Pandemi di Indonesia sebentar lagi hampir "ulang tahun", sedangkan kabar pendidikan kita sebenarnya masih belum baik-baik saja.
Ketika pemerintah sedang sibuk menggaungkan vaksinasi dan pemulihan ekonomi, pemulihan sektor pendidikan jadi kurang fokus untuk digencarkan. Lihat saja sekarang, pemangku kebijakan seakan lebih sibuk mengurusi SKB 3 Menteri tentang atribut yang belum kunjung usai.
Padahal potensi learning loss di tiap-tiap sekolah sudah menganga, bahkan sebagian darinya sudah mengalami anjloknya capaian belajar siswa.
Barangkali di sekolah-sekolah maju fenomena kehilangan kesempatan belajar alias menambah ilmu tidak begitu tampak. Hal tersebut ditengarai oleh pelaksanaan PJJ yang cenderung terfasilitasi. Tapi di sekolah pelosok?
Learning loss sudah menerpa sekolah pelosok bahkan dari sejak awal pandemi hadir di Indonesia.
Beberapa tandanya antara lain, siswa "melupakan" tugas sekolah, target kurikulum tidak tercapai walau standar kompetensi sudah diturunkan, hingga adanya fenomena nilai tugas siswa yang nyaris sempurna di setiap pertemuan gara-gara dikerjakan oleh orangtuanya.
Tanda-tanda itu nyata dan banyak sekolah yang mengalaminya, termasuk di sekolah tempat saya mengajar.

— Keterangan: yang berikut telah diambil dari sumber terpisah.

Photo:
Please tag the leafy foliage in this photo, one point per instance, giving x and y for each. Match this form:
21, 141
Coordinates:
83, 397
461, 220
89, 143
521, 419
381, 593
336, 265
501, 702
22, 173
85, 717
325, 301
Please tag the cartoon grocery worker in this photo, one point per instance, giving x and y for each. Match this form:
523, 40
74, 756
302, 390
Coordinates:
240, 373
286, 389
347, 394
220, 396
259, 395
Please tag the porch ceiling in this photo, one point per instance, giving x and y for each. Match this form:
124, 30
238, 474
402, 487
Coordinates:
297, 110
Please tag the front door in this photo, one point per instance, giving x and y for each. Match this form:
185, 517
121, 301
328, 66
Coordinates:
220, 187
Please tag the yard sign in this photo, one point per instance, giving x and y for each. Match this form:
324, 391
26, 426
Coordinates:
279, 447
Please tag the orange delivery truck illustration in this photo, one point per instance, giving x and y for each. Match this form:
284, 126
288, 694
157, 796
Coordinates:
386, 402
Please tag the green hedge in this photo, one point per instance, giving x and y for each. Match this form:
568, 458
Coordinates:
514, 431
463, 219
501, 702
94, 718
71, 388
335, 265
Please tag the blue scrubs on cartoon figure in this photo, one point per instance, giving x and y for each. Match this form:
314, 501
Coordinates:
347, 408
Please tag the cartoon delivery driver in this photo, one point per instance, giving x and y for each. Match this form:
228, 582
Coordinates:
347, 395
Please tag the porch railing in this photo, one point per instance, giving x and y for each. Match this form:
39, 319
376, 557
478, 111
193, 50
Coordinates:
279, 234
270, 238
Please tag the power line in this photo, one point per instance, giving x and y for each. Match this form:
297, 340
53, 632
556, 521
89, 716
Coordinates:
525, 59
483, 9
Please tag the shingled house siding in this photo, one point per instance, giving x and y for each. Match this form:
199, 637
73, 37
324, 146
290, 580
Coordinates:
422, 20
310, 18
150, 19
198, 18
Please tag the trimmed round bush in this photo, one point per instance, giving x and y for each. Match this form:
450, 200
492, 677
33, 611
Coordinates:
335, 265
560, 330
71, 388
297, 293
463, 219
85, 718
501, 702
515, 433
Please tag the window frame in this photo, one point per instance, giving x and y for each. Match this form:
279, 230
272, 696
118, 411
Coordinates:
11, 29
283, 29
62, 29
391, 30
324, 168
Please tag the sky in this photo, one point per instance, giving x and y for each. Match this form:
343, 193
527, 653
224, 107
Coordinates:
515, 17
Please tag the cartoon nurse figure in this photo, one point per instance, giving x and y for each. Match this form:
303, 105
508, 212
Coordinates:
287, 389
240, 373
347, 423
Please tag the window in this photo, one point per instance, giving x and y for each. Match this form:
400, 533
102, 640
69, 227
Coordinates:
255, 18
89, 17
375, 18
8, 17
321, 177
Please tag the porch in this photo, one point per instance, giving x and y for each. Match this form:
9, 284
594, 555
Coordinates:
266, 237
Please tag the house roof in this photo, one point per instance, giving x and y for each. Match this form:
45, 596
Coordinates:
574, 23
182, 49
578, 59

Rasa-rasanya, saya dan segenap guru kelas di SD mulai mengajar lagi dari "nol" karena hampir seluruh siswa semakin menurun kualitas belajarnya.
Bagaimana tidak menurun, selain capaian kompetensi yang telah dikurangi, manajemen belajar siswa di rumah juga pasti berubah. Bagus pula jikalau orangtuanya di rumah mau menyajikan desain pembelajaran dan bimbingan, tapi jika orangtua kurang teredukasi?
Itulah sebenarnya masalah rumit yang melanda sekolah pelosok. Jadi, wajar bila Komisioner Komisi Perlindungan Anak Indonesia (KPAI) Bidang Pendidikan, Retno Listyarti menyebut Pembelajaran Jarak Jauh (PJJ) dapat menerbitkan potensi pelajar tinggal kelas.
Demi mencegah potensi learning loss yang lebih mencekam, setidaknya guru perlu mengubah desain dan gaya mengajarnya. Bukan sekadar pola pikir semata, melainkan langsung take action.